Les chercheurs aident les industriels à comprendre comment se forment les cristaux de beurre en refroidissant.

Que fait le beurre lorsqu’il est mis dans un réfrigérateur ? Pour le consommateur lambda, il durcit. Pour l’équipe IRM-Food de l’Irstea(1) à Rennes, il forme des cristaux. Des cristaux qui finissent par s’organiser pour former des ensembles de plus en plus gros.

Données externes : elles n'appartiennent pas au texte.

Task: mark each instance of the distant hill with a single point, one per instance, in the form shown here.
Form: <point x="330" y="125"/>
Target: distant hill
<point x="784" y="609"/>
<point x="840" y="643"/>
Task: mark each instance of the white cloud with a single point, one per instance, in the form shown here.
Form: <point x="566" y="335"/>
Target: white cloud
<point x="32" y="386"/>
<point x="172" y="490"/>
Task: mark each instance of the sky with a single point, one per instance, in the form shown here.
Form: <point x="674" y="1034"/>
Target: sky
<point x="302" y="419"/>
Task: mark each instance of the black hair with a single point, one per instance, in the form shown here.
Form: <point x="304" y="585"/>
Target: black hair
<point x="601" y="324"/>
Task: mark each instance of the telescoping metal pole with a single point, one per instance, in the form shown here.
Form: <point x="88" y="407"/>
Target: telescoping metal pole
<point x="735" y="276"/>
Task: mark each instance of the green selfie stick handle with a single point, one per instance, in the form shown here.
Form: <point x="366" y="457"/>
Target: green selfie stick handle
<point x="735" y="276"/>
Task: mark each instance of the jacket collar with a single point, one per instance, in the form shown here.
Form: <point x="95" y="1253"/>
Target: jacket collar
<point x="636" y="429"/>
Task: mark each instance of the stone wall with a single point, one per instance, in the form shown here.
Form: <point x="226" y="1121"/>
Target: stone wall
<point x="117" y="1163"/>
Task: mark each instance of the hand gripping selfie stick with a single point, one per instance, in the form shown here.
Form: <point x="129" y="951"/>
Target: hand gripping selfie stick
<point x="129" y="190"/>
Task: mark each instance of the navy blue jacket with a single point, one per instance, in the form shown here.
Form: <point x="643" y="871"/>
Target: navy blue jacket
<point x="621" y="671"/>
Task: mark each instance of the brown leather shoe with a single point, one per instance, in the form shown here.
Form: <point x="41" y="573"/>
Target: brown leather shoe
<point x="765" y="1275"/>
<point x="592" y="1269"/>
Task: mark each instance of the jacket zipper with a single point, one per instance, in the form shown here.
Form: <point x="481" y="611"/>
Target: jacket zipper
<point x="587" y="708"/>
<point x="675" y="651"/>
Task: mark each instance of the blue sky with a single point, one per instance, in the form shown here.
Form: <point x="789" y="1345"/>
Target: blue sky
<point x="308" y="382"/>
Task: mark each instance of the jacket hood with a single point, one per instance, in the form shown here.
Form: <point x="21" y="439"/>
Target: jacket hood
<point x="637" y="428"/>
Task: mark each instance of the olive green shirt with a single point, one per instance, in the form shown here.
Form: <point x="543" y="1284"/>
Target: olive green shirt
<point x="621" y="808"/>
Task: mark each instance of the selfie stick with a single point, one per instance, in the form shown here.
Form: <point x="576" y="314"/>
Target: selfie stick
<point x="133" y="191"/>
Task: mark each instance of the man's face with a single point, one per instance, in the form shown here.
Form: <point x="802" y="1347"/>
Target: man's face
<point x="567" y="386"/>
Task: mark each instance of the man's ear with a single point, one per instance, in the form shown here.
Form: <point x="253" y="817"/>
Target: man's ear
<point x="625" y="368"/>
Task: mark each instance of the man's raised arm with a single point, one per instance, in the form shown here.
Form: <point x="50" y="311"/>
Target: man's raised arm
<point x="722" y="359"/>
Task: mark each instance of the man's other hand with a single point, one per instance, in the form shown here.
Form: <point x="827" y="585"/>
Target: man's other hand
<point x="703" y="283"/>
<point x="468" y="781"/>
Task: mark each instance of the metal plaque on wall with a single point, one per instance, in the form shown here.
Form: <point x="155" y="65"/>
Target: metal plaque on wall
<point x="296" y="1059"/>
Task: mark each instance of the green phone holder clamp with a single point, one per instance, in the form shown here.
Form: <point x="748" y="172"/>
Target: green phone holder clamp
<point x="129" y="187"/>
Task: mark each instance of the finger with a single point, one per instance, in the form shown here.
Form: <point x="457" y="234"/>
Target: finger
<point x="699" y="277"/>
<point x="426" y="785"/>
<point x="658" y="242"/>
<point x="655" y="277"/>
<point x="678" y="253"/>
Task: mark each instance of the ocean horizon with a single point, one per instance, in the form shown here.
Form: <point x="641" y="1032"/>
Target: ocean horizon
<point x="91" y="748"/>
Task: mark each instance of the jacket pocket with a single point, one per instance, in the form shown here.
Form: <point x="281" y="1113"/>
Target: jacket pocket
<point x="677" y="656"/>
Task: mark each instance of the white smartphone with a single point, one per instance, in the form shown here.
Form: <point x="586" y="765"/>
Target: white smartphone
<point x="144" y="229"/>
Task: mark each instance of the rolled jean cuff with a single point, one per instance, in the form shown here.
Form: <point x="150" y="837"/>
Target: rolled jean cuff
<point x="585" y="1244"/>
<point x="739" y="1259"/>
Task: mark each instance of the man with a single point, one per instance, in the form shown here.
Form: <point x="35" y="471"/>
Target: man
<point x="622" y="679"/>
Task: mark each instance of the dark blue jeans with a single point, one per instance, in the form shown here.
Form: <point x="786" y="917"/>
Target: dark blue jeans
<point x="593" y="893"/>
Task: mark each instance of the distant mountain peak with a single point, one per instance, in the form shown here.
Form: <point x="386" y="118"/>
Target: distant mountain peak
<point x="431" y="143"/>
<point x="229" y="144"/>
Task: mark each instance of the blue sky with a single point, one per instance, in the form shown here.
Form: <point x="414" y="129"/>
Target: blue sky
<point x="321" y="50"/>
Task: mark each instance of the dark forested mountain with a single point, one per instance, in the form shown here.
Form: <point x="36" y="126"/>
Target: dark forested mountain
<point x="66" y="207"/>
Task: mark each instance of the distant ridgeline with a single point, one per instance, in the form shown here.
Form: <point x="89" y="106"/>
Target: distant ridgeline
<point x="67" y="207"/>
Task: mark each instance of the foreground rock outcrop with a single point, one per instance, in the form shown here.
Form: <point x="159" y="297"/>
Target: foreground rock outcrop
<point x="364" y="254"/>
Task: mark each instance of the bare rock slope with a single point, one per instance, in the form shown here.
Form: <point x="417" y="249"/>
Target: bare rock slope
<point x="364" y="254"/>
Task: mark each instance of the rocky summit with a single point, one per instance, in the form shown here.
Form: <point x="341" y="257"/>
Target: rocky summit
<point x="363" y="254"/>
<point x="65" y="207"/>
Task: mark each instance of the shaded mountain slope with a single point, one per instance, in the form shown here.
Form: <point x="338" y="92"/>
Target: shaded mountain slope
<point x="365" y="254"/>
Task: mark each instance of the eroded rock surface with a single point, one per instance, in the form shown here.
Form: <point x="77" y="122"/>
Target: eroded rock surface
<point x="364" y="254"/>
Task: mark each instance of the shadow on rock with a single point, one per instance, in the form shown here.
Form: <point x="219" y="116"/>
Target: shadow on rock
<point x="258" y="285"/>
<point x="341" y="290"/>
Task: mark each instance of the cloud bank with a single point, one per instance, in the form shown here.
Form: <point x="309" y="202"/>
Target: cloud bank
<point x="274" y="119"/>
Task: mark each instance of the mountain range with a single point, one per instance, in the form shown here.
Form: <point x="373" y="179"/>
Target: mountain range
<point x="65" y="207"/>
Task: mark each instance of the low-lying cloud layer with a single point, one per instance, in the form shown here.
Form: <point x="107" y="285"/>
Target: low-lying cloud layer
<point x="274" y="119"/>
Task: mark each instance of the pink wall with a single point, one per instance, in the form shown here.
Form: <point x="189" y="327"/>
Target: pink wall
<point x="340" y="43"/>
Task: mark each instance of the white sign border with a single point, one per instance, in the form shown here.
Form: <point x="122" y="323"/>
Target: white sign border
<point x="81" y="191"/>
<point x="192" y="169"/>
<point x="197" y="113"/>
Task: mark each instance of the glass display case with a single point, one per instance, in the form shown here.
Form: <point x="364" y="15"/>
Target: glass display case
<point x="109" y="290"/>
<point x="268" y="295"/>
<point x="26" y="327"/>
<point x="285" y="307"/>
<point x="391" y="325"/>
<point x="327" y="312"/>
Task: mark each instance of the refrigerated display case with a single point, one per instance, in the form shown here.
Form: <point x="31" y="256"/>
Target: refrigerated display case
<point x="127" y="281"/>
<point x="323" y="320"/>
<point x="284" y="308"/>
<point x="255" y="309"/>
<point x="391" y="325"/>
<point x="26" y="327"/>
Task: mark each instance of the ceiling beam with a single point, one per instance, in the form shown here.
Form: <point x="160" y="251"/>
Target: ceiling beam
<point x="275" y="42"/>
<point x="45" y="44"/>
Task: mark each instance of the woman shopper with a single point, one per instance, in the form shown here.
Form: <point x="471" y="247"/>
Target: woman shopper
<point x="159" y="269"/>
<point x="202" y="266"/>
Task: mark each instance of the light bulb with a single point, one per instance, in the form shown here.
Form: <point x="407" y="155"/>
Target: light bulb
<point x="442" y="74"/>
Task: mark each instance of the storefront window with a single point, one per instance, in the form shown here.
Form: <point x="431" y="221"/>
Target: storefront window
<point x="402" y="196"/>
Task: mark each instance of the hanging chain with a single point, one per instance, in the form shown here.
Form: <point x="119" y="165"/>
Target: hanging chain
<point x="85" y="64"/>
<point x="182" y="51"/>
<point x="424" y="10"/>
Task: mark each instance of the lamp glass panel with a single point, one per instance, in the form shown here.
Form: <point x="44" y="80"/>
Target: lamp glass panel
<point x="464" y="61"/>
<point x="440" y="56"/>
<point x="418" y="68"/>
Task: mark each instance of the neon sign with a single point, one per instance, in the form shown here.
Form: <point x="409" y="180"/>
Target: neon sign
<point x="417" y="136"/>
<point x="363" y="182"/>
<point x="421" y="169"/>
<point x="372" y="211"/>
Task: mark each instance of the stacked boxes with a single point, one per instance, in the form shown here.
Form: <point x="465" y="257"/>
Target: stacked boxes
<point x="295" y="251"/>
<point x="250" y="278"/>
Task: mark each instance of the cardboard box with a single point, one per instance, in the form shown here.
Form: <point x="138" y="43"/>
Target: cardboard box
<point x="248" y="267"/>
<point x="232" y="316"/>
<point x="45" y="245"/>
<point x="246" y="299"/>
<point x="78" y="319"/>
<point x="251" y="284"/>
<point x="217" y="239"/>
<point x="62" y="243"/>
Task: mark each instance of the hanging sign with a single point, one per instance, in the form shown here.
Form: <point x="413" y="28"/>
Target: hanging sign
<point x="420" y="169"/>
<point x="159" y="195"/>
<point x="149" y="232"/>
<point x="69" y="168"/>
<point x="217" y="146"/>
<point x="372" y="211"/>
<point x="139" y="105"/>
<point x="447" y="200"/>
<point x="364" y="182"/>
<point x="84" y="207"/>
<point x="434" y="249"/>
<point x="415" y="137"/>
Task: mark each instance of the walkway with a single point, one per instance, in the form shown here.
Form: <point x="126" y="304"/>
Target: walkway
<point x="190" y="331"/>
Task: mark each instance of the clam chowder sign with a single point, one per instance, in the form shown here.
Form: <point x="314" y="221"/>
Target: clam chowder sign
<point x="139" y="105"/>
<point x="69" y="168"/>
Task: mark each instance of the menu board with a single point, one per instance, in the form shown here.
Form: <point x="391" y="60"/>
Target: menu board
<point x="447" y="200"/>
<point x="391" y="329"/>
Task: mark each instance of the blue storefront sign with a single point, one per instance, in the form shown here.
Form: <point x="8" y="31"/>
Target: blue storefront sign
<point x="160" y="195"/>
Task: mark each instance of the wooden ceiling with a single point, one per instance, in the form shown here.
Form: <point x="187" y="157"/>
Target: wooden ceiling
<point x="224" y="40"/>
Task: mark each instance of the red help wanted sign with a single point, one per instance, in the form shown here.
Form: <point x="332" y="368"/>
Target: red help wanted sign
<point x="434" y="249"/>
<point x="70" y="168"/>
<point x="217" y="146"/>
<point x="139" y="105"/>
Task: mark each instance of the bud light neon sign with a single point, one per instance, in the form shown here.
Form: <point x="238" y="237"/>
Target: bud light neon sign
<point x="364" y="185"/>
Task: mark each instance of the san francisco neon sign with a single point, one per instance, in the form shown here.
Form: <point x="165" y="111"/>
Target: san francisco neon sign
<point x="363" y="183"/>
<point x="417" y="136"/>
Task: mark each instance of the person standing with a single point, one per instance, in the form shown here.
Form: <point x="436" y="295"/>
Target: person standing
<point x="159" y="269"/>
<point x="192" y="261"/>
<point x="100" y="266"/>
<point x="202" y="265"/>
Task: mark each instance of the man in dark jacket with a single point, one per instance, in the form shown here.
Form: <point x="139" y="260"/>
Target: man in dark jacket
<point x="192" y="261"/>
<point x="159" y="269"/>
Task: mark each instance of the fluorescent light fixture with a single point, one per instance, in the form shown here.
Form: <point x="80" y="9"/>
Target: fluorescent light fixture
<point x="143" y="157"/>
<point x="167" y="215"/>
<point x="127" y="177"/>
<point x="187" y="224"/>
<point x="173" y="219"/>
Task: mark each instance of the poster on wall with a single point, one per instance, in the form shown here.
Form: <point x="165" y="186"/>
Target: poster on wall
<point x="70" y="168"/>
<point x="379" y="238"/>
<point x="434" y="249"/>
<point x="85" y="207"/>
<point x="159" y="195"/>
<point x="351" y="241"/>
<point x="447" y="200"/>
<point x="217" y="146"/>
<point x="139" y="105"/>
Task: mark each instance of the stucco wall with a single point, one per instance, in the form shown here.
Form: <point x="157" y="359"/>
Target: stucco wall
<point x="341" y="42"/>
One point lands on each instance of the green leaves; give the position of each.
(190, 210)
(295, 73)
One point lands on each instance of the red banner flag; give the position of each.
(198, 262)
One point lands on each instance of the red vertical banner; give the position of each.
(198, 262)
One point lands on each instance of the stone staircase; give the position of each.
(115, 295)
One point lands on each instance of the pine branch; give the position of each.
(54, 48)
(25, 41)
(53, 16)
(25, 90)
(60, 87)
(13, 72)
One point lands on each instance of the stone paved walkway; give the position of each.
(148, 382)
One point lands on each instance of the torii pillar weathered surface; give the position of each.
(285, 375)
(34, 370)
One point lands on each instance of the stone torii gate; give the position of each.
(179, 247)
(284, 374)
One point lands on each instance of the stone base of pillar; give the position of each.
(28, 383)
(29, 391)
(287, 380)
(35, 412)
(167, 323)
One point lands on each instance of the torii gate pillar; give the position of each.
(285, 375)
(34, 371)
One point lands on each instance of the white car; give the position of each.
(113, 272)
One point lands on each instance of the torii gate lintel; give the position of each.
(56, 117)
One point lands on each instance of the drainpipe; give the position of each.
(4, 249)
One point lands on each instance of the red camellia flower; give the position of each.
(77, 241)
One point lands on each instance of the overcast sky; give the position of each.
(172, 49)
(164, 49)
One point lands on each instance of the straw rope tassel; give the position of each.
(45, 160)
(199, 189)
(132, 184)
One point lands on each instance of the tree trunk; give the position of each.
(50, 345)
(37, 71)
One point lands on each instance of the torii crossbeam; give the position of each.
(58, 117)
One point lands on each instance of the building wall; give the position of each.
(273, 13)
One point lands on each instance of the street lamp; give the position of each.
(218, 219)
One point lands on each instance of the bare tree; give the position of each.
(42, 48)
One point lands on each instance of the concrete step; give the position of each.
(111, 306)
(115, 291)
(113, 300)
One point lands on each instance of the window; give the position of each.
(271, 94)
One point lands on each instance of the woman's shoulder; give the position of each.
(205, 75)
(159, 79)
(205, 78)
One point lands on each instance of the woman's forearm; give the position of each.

Et alors ? Alors c’est de ces cristaux, de leur mobilité et de leur organisation que dépendent les propriétés mécaniques des beurres. Des qualités qui ont toute leur importance dans les processus de fabrication industriels.

Ni trop dur, ni trop mou

« Le cas de la pâte feuilletée est particulièrement pointu, explique François Mariette, responsable de l’équipe de recherche IRM-Food. La pâte est constituée d’une alternance de couches de beurre et de pâte. Si le beurre est trop dur, il ne s’étale pas et abîme la pâte, s’il est trop mou, il s’imprègne dans la pâte et le feuillage est raté. » Voilà l’épineux problème auquel les chercheurs vont se frotter dans le cadre du projet Anaxagor, coordonné par l’École nationale d’industrie laitière et des industries agroalimentaires(2) et financé par les Régions Bretagne, Pays de la Loire, Basse-Normandie, et Poitou-Charente et labellisé par le Pôle de compétitivité Valorial. « Jusqu’à présent, les industriels n’avaient, pour seul critère de qualité, que le taux de solide, c’est-à-dire la quantité de cristaux par rapport à la partie liquide. Mais aujourd’hui, le coût des matières premières grimpe et les industriels de la viennoiserie veulent mieux comprendre les propriétés des matières premières pour optimiser leurs processus. » Et ils se tournent vers les scientifiques.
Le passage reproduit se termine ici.